Let $x\in\Bbb R^n$ and consider the following linear maps:

  • $G:\Bbb R^{n\times n}\to \Bbb R^{n\times n}$, $G(A)=A-A^t$.

  • $q_x:\Bbb R^{n\times n}\to \Bbb R$, $q_x(A)=x^tAx$.

Since all these maps are continuous, $$S^n_+:=\ker G\cap \bigcap_{x\in\Bbb R^n} q_x^{-1}[0,\infty)$$ must be closed, because it's intersection of closed sets. As an additional observation, this is also an intersection of preimages of convex cones by linear maps, and thus a convex cone.

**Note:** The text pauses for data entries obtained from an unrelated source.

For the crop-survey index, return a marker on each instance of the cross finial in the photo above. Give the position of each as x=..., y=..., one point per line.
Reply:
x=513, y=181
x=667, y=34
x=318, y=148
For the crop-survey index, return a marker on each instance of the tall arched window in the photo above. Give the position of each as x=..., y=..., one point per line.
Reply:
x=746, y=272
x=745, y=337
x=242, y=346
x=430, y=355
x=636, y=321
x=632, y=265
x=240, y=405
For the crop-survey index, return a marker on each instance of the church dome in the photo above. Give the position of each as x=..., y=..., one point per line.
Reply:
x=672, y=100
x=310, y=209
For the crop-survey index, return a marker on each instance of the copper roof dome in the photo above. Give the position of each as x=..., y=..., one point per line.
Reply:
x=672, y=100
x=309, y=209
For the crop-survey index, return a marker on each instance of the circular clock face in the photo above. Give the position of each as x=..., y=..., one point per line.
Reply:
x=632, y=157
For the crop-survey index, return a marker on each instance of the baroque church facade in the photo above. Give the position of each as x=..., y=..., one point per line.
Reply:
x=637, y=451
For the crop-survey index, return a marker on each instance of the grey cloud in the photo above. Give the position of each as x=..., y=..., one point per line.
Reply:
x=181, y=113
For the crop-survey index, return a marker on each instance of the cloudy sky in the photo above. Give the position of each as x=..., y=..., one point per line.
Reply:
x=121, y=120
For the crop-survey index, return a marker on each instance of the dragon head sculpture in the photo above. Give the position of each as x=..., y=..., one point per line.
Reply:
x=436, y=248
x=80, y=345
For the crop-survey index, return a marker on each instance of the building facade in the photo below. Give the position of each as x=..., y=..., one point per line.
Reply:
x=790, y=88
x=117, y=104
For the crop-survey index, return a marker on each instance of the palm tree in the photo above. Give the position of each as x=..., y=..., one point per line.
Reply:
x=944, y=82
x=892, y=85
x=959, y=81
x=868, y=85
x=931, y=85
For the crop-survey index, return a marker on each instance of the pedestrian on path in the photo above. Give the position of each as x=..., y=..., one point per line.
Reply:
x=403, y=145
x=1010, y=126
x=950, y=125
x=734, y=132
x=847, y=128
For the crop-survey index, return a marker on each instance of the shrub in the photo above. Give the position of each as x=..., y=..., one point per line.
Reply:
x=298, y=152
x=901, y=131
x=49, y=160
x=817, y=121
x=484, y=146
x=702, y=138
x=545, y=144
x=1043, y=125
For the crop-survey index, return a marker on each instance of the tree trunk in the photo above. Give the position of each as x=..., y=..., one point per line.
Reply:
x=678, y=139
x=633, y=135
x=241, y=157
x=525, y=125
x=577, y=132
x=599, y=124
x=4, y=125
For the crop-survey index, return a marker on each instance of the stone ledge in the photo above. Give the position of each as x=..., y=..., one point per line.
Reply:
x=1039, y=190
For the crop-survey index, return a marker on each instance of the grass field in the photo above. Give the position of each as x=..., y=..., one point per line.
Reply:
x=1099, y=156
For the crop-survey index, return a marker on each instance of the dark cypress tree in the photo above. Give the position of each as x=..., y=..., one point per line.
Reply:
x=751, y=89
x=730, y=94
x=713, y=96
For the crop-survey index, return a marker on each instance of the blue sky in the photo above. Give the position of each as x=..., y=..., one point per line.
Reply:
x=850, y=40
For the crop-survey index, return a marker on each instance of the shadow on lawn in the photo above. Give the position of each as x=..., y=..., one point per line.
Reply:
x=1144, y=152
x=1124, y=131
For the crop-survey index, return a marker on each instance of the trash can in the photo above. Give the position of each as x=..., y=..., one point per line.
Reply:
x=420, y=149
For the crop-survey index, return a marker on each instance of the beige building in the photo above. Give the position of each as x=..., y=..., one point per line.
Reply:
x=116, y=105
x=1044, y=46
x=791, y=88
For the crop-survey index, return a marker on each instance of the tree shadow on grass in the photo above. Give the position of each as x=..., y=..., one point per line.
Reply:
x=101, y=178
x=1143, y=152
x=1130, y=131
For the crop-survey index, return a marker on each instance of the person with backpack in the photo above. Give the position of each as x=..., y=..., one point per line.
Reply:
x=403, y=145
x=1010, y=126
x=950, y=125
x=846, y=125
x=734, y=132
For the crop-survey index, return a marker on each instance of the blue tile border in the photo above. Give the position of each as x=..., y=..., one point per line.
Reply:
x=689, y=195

The space $\mathbf{R}^{n \times n}$ is a $(n^2)$-dimensional real vector space, and the space $\mathbf{S}^n$ of symmetric matrices is a linear subspace (this is easy to check). The map $\lambda_{\min} : \mathbf{S}^n \to \mathbf{R}$, given, for example, by $\lambda_{\min}(X) = \min_{\|v\| = 1}v^TXv$ is continuous (with respect to the relative topology on $\mathbf{S}^n$). Now note that $$ \mathbf{S}^n_+ = \{X \in \mathbf{S}^n: \lambda_{\min}(X) \geq 0\} = \lambda_{\min}^{-1}([0, \infty)), $$ which is the continuous preimage of a closed set, thus closed.